U.S. Parents Who Say Child Has Expressed Concerns About Safety at School

Women, Nonwhites and Lower-Income Parents Most Likely to Worry About Safety

To analyze parents' concerns about school safety by subgroup, Gallup aggregated data from the last five surveys going back to August 2012, when the percentage fearing for their child's safety averaged 25%.

Mothers of K-12 students (34%) are more likely than fathers (24%) to worry about their child's safety at school. And mothers are about twice as likely as fathers to report that their child has expressed concerns about school safety.

Four in 10 nonwhite parents worry about their child's safety at school, far higher than the 23% of white parents who worry. However, the percentage of white (9%) and nonwhite parents (12%) who say their child has voiced concerns about school safety is similar.

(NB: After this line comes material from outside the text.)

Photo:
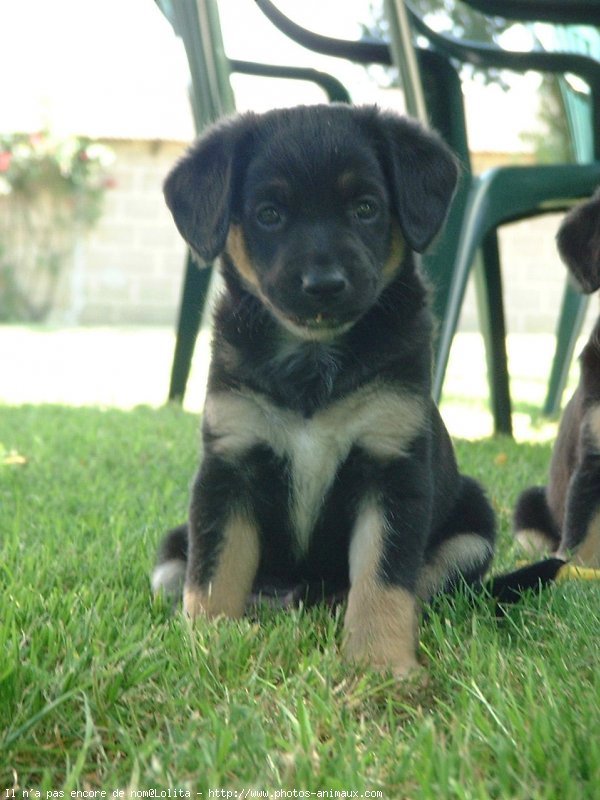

Parents earning less than $30,000 per year in annual household income are more likely than parents who earn more to worry about their child's safety and to say their child has expressed concerns about school safety.

Parents' Concerns for Safety at School -- by Gender, Race and Income

Bottom Line

Three in 10 parents worry about their child's physical safety at school, and they are not without reason. According to a Quartz analysis, the number of school killings in the U.S. between 2000 and 2010 was one less than the number in dozens of other countries combined.

The most horrifying acts of violence at U.S. schools can leave temporary impressions on parents' psyches. The early 2000s, which were just as much the post-9/11 years as they were the post-Columbine years, ranked high for parental anxiety about school safety, but by 2005, worries for children's safety at school had hit a new low. And despite the unprecedented shock of Sandy Hook, parents' worries are now similar to their historical averages.

Historical data for this question is available in Gallup Analytics.

Survey Methods

Results for this Gallup poll are based on telephone interviews conducted Aug. 5-9, 2015, on the Gallup U.S. Daily survey, with a random sample of 213 K-12 parents, aged 18 and older, living in all 50 U.S. states and the District of Columbia. For results based on the total sample of parents, the margin of sampling error is ±9 percentage points at the 95% confidence level. All reported margins of sampling error include computed design effects for weighting.

Subgroup analysis represents aggregated data from 2012 to 2015. For results based on the total sample of 645 fathers, the margin of sampling error is ±5 percentage points at the 95% confidence level. For results based on the total sample of 533 mothers, the margin of sampling error is ±5 percentage points at the 95% confidence level. For results based on the total sample of 854 whites, the margin of sampling error is ±4 percentage points at the 95% confidence level. For results based on the total sample of 296 nonwhites, the margin of sampling error is ±7 percentage points at the 95% confidence level. For results based on the total sample of 197 parents whose households earn less than $30,000, the margin of sampling error is ±9 percentage points at the 95% confidence level. For results based on the total sample of 409 parents whose households earn between $30,000 and $74,999, the margin of sampling error is ±6 percentage points at the 95% confidence level. For results based on the total sample of 490 parents whose households earn $75,000 or more, the margin of sampling error is ±5 percentage points at the 95% confidence level.

Each sample of national adults includes a minimum quota of 50% cellphone respondents and 50% landline respondents, with additional minimum quotas by time zone within region. Landline and cellular telephone numbers are selected using random-digit-dial methods.